O STF E A CADEIA 1: Até agora, inexiste “decisão” do tribunal sobre prisão depois de condenação em segunda instância

A Folha publicou uma reportagem neste domingo que tem o seguinte título: “Ministros do STF contrariam decisão da corte sobre prisão”. E no subtítulo: “Em dois anos, 23% dos condenados que recorreram ao Supremo tiveram êxito”. 

A manchete do jornal é esta: “STF livra condenado na 2ª instância em 23% dos casos”. No subtítulo, vai o seguinte: “Ministros ignoram entendimento da própria corte em decisões sobre prisão”. Em quatro oportunidades para chamar a atenção do leitor, não se usou a expressão “habeas corpus”. Vou entrar no mérito da reportagem da Folha em outro post. Neste, é preciso que a gente tenha em mente alguns dados técnicos. Ou tudo se confunde.
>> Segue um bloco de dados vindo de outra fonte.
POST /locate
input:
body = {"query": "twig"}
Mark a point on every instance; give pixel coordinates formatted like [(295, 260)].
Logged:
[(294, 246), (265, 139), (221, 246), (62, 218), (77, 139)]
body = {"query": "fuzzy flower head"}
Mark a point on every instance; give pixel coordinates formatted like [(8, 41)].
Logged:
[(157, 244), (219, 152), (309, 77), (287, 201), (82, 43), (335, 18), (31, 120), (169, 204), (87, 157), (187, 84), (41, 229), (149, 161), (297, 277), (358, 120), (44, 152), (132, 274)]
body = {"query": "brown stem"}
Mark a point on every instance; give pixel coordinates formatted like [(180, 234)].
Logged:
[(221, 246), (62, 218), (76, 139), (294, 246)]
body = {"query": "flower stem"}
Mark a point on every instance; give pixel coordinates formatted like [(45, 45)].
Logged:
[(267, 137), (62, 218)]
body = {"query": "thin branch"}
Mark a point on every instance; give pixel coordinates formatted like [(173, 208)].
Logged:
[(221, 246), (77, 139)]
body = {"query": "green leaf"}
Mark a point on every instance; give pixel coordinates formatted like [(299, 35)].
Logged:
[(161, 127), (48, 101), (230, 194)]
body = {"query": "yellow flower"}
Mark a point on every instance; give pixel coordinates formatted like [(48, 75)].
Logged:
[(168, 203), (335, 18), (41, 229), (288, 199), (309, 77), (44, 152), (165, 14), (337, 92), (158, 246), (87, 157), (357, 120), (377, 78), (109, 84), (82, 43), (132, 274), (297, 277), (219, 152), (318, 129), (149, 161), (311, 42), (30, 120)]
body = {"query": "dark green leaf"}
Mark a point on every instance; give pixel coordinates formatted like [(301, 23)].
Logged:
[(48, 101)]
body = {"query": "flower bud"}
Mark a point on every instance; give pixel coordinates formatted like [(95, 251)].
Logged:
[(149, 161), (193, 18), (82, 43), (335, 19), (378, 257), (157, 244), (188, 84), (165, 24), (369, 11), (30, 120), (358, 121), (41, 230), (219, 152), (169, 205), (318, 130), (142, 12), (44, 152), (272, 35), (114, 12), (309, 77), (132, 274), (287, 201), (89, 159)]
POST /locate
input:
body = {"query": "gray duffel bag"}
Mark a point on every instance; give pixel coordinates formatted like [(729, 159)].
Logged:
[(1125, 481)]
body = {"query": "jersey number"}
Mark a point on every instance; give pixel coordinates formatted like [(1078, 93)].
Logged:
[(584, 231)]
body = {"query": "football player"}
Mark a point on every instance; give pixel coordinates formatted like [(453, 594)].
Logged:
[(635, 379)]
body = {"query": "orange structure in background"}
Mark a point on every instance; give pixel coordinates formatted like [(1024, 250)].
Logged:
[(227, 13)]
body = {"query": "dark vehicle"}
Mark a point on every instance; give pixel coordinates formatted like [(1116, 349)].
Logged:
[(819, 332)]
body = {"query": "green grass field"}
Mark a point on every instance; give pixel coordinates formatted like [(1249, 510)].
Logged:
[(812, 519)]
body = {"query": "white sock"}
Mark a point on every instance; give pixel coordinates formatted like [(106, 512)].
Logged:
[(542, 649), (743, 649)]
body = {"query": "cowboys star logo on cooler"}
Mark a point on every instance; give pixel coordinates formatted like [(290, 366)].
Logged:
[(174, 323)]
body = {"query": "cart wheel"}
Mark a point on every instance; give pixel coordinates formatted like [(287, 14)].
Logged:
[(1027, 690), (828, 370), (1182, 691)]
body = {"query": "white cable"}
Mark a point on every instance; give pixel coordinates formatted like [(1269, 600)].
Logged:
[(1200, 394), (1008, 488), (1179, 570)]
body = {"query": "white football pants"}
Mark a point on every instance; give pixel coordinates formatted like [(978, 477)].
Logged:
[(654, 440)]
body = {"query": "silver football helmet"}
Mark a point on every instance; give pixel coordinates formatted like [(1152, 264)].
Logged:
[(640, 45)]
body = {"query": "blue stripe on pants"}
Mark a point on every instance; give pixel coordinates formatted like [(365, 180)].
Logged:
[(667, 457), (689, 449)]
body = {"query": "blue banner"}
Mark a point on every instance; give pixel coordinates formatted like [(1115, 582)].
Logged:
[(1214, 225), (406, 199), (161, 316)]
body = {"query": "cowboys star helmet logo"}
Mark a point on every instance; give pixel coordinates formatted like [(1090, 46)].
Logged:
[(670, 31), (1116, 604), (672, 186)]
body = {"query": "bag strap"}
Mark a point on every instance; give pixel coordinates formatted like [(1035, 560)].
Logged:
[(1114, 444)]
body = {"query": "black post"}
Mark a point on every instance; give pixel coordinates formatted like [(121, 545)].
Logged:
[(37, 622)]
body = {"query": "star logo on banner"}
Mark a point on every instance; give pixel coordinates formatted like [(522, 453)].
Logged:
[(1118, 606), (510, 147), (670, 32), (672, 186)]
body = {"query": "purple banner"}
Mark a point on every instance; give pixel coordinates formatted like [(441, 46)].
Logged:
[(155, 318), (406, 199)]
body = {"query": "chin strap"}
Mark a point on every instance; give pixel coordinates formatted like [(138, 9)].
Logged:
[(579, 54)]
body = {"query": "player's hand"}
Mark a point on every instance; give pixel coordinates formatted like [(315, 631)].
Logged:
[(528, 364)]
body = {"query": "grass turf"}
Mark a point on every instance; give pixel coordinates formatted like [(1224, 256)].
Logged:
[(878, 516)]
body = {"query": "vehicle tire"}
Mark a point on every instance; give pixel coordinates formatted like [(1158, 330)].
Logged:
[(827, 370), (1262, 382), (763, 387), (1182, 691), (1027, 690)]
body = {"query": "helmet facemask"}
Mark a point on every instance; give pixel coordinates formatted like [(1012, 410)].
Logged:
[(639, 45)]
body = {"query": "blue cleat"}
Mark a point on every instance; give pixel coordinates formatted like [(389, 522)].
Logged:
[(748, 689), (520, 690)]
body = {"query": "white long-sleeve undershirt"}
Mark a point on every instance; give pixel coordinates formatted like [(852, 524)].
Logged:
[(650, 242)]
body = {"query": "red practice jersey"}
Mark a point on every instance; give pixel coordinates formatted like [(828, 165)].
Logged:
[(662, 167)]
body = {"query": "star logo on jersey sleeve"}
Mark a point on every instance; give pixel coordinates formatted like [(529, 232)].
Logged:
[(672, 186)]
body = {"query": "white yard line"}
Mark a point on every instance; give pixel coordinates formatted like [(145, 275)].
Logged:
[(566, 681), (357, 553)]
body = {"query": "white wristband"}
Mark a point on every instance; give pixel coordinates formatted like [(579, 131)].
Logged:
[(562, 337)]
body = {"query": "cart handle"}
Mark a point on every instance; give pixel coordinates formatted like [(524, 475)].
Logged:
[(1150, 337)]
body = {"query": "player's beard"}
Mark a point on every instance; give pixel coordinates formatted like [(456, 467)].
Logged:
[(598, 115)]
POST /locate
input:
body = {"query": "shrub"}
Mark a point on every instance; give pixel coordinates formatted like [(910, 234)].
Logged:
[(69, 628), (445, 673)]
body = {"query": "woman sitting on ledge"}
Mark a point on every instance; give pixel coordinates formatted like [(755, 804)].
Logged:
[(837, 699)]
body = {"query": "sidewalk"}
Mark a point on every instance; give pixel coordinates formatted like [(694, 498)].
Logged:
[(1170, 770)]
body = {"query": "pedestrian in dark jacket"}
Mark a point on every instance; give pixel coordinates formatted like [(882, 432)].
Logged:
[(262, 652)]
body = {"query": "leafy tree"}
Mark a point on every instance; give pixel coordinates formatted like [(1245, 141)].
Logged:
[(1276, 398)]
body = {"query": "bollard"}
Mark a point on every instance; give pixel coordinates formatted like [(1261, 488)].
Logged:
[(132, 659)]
Vamos lá.

1 – Quando o Supremo decidiu, em 2016, por 6 a 5, que os tribunais de segunda instância poderiam executar a pena de um condenado, decidiu precisamente o que aí vai: “podem”, mas não são obrigados; [podem, não significa que os tribunais de segunda instância estão obrigados; 
mas, se um tribunal de segunda instância, no caso o TRF-4, decidir prender Lula - o que foi decidido - nada impede que ele seja preso - ao decidir que PODEM o STF deu carta branca aos tribunais de segunda instância para prender ou não prender.
A única diferença é que decidindo um Tribunal por prender o condenado - caso do TRF - 4 em relação ao condenado Lula, cabe recurso da decisão de prender ao STJ e mantida a prisão os defensores de sentenciado Lula poderão recorrer ao STF.
Assim, nada obriga a ministra Cármen Lúcia a pautar a matéria; a única diferença entre a situação atual, repercussão geral, de situação do STF decidir pela prisão, efeito vinculante, é que agora a decisão do TRF-4, prendendo o condenado Lula, pode ser derrubada no STJ ou no STF. Havendo o efeito vinculante se torna uma decisão definitiva.]

2 – tal votação, que não foi uma decisão, se deu no âmbito de uma ação chamada “Recurso Extraordinário com Agravo” (ARE). Os AREs têm a chamada repercussão geral, mas não o efeito vinculante. Em linhas gerais: a repercussão geral serve de inspiração a todas as instâncias da Justiça, que encontrarão, então, em tal votação, a força da jurisprudência. Vale dizer: junto a outros tribunais e ao próprio Supremo, não caberá alegar exotismo ou exceção, uma vez que, na própria corte superior, formou-se uma maioria com aquele entendimento. Mas não há efeito vinculante;

3 – no caso de “efeito vinculante”, pode-se, sim, falar em “decisão” do Supremo. O parágrafo 2º do Artigo 102 da Constituição diz que geram efeito vinculante as Ações Diretas de Inconstitucionalidade (ADINs) e as Ações Declaratórias de Constitucionalidade (ADCs). Por força de lei, um terceiro tipo de ação tem tal estatuto: a ADPF (Arguição de Descumprimento de Preceito Fundamental);

4 – portanto, quando um ministro do Supremo concede um habeas corpus, em caráter liminar — isto é, temporário — contra maioria formada no Supremo no julgamento de um Recurso Extraordinário com Agravo, não está contrariando “decisão” do Supremo porque não houve decisão nenhuma;

5 – sobre a possibilidade de execução provisória — ou antecipada da pena, depois da condenação em segunda instância, a decisão do Supremo só será tomada quando for votada a Ação Declaratória de Constitucionalidade. Aí, sim: qualquer que seja o resultado, os demais tribunais e os ministros da Corte a ela se subordinarão;

6 – é por isso que a ministra Cármen Lúcia, presidente do Supremo, tem de cumprir a sua obrigação e pôr logo em votação a ADC que está no tribunal. Ela não tem de perguntar se isso vai beneficiar ou prejudicar Lula. O petista não pode pautar o STF nem de um modo nem de outro: a Casa não tem de votar alguma coisa só porque um interesse dele está em jogo. Mas também não pode deixar de fazê-lo por isso.